OREANDA-NEWS. S&P Global Ratings said today it affirmed its 'B' corporate credit rating on Jersey City, N. J.-based Datapipe Inc. The outlook is stable.

At the same time, we affirmed our 'B' issue-level rating, with a recovery rating of '3', on the company's senior secured revolving credit facility and first-lien term loan. The '3' recovery rating indicates our expectation of substantial (50%-70%; upper half of the range) recovery for lenders in the event of a payment default.

In addition, we affirmed our 'CCC+' issue-level rating, with a recovery rating of '6', on the company's secured second-lien term loan. The '6' recovery rating indicates our expectation for negligible (0%-10%) recovery for lenders in the event of a payment default.

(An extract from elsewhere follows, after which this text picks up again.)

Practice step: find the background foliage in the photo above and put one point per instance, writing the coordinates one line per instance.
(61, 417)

"The stable outlook reflects our expectation that Datapipe's high leverage, expected to be in the low-8x area in 2016, will moderately decline to around 7x in 2017, benefiting from organic EBITDA growth and potential acquisitions," said S&P Global Ratings credit analyst Rose Askinazi. "The stable outlook also incorporates our expectation that liquidity will remain adequate over the next 12 months."

We could lower the rating over the next 12 months if liquidity narrows without a credible path for improvement. Such a scenario would likely result from a degradation in operating performance, resulting from higher churn and pricing pressure due to intensifying competitive pressure in the cloud and managed services space from larger, better-capitalized peers, leading to ongoing negative FOCF and reduced availability under the revolving credit facility. We are willing to tolerate short-term spikes in leverage above 7x for meaningful acquisitions that strengthen the company's competitive position and scale as long as the company maintains adequate liquidity with interest coverage above 1.5x.

Although unlikely over the next 12 months, we could raise the rating if operating performance exceeded our base-case assumptions, leading to a decline in adjusted leverage below 5x on a sustained basis. Given ownership considerations, an upgrade would also require a longer-term financial policy supportive of improved credit metrics.